Il tedesco ridacchiò nervoso: «A me non sembri una mutante. Dov’è che sei mutante?» e mi guardò ancora le tette.
«Non tutte le mutazioni sono visibili» dissi con tono malizioso.
Manuel s’indispettì, doveva aver capito il mio gioco. Mi buttò il maglione. «Finiscila di prendere tutti per il culo e copriti!»
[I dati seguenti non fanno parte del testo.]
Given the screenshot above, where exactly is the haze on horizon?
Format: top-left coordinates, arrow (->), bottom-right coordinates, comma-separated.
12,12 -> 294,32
Era chiaro ad entrambi che se avessi voluto sfuggirgli avrei dovuto per forza ricevere l’aiuto di qualcuno, e potevo portare Paul dalla mia parte. Ero solo una ragazzina e Manuel un bruto del cazzo. Da sola non sarei sopravvissuta una settimana in quella landa selvaggia che era diventata l’Europa. Non avevo il fisico per combattere o restare a lungo senza cibo.
Mi rimisi il maglione. Ero soddisfatta: amavo stuzzicare quel figlio di puttana di Manuel, e lui sapeva che ero capace di sedurre Paul.
I maschi sono così schiavi del loro istinto che ho spesso pensato che abbiano un vero handicap nei rapporti sociali. E ora potevo ringraziare il mio aspetto. Sapevo che, se fossi stata un cesso, non sarei sopravvissuta tanto.
La neve continuava a cadere ipnotica fuori dalle finestre appannate. Ero esausta, mi sdraiai su una panca e mi addormentai.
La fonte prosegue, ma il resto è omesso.